Geleneksel el sanatları, hızla değişen dünyamızda kaybolmaya yüz tutarken, bu mirası yaşatan ustalar oldukça kıymetli hale geliyor. 75 yaşındaki Durmuş Dede, tam da bu noktada dikkat çekici bir figür olarak karşımıza çıkıyor. Uzun yıllardır sürdüğü zanaatiyle hem arayüzü hem de ruhu gerçekleştiriyor. Kendi elleriyle yaptığı ustaca ürünler, sadece birer nesne değil, aynı zamanda geçmişin ve kültürün hikayeleridir. Durmuş Dede’nin hikayesi, zanaatın ve geleneğin nasıl korunması gerektiğini bizlere anlatıyor.
Durmuş Dede, yıllarca süren birikimi ve bilgi birikimi ile geleneksel zanaatı yaşatan nadir ustalardan biri olarak öne çıkıyor. Kendisi, özellikle ahşap oymacılığı ve el yapımı eşya üretimi alanında uzmanlaşmış durumda. "Zanaat, sadece bir iş değil, bir aşktır," diyor Durmuş Dede, her bir parça üzerinde çalışırken hissettiği tutkuyu vurgulayarak. Yalnızca maddi bir değer taşımakla kalmayan bu ürünler, aynı zamanda köklü bir kültürün ve geleneğin taşıyıcısı konumundadır. Durmuş Dede'nin dükkânında, çocukluğundan beri gözbebeği olan bir dizi ahşap obje, oyuncaklar ve ev dekorasyonu eşyası bulunmaktadır. Her biri, ustasının emeği ve sevgisiyle şekillenmiştir.
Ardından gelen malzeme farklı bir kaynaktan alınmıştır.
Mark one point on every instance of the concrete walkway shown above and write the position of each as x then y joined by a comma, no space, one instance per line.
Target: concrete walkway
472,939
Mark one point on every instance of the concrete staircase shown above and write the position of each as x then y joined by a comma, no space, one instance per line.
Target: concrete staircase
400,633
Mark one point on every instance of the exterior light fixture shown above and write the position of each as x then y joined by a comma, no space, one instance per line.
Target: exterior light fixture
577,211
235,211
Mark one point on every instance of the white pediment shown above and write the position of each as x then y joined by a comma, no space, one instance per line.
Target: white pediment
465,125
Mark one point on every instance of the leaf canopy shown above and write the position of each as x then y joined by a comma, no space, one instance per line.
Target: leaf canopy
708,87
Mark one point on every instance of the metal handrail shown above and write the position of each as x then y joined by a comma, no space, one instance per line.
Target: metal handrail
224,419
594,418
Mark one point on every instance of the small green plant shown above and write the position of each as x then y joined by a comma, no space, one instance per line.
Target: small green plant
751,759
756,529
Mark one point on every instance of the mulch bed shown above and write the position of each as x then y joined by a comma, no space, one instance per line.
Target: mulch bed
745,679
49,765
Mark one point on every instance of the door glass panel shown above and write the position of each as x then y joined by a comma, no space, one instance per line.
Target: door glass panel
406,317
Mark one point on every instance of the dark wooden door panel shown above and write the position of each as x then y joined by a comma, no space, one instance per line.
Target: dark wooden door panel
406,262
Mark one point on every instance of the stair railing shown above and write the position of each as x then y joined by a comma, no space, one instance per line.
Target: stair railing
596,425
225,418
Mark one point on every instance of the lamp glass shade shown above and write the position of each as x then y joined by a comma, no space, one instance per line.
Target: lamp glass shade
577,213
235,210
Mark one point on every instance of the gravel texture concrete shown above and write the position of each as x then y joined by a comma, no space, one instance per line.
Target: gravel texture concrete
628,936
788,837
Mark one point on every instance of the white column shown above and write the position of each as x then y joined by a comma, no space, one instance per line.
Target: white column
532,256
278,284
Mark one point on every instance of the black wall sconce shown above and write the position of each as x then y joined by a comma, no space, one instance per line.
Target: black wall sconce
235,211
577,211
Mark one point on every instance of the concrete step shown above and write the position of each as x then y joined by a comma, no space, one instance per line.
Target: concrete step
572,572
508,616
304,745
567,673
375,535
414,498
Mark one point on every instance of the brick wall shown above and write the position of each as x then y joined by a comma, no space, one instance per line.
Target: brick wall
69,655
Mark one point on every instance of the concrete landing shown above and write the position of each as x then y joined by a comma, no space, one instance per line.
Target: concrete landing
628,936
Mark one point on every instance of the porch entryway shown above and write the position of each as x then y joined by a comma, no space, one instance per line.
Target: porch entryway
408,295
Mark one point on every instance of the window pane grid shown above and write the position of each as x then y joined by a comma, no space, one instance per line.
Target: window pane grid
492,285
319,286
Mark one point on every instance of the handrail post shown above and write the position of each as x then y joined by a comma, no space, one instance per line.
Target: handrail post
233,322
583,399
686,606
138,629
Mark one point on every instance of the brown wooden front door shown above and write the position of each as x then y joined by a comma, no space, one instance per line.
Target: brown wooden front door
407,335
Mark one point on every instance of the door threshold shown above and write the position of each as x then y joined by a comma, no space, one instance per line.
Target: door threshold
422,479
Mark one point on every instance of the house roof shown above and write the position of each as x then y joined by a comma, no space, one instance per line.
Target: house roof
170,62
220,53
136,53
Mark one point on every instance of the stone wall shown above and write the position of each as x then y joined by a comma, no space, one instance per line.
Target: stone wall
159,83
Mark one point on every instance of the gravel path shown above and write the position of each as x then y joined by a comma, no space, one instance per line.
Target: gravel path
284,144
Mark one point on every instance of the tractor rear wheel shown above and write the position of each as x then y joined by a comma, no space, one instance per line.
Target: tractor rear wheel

Geleneksel zanaat günümüzde sadece bir hobiden öte, bireylerin kendini ifade etme biçimi haline gelmiştir. Durmuş Dede, genç neslin bu değerli mirasın kıymetini bilmediğini ve modern yaşamın hızında bu geleneklerin ihmal edildiğini dile getiriyor. "Gençler, akıllı telefonlarıyla oynamaya doyamıyor; fakat gerçeğin ve sanatın ne demek olduğunu anlamaya zaman bulamıyorlar," diyerek, işinin yaşamsal bir öğe olduğunu belirtiyor. Onun amacının yalnızca bir zanaatkar olarak yaşamını sürdürmek değil, aynı zamanda işini ve tarihsel bilgilerini gelecek nesillere aktarmak olduğu da bir gerçek. Dinamik bir çevre içerisinde, Durmuş Dede’nin hikayesi, geleneklerin tekrar canlandırılması ve yaşatılması adına önemli bir örnek teşkil ediyor.
Durmuş Dede, gençleri teşvik etmek adına atölyeler düzenleyerek zanaatın inceliklerini öğretmeyi ve öğrettikleriyle birlikte kendi hayatında yer alan geleneği yüceltmeyi amaçlıyor. Bu atölyeler, gençlerin hem el becerisi kazanmasına hem de topluma çeşitli katkılarda bulunmasına olanak tanıyor. Zanaat, sadece bir iş dalı değil; aynı zamanda bir kültür, bir değer ve bir yaşam şeklidir. Durmuş Dede’nin engin bilgeliği ve derin anlayışıyla gençler, bu kadim zanaata tutku ve özveri katmayı öğreniyor.
Sonuç olarak, Durmuş Dede, sadece bir zanaatkar değil; aynı zamanda tarihin ve kültürün yaşayan bir parçasıdır. Onun hikayesi, yalnızca bir nesilin değil, tüm toplumun nasıl değerlerinden kopmaması gerektiğini gösteriyor. Zanaat, ruhun bir yansımasıdır. Durmuş Dede, on yıl sonra belki fiziksel olarak dükkanında olmayacak, ancak öğrettikleri ve bıraktığı miras, yarının sanatkarları tarafından yaşatılacak.
Bu bağlamda, Durmuş Dede’nin hikayesini duymak ve düşünmeden geçmek mümkün değil. Zanaat, yaşamın yoğun temposu içinde kaybolmaması gereken bir değer. Bu nedenle, 75 yaşındaki Durmuş Dede, hem geçmişe sahip çıkan biri hem de geleceğe ışık tutan bir usta olarak, çağımızın en büyük zanaatkarlarından biri olmayı başararak gönlümüzdeki yerini alıyor. Zamanın ötesinde bir ustalık sergileyen Durmuş Dede, hepimizi taşınmaz bir kültürel mirasın önemi konusunda düşünmeye davet ediyor.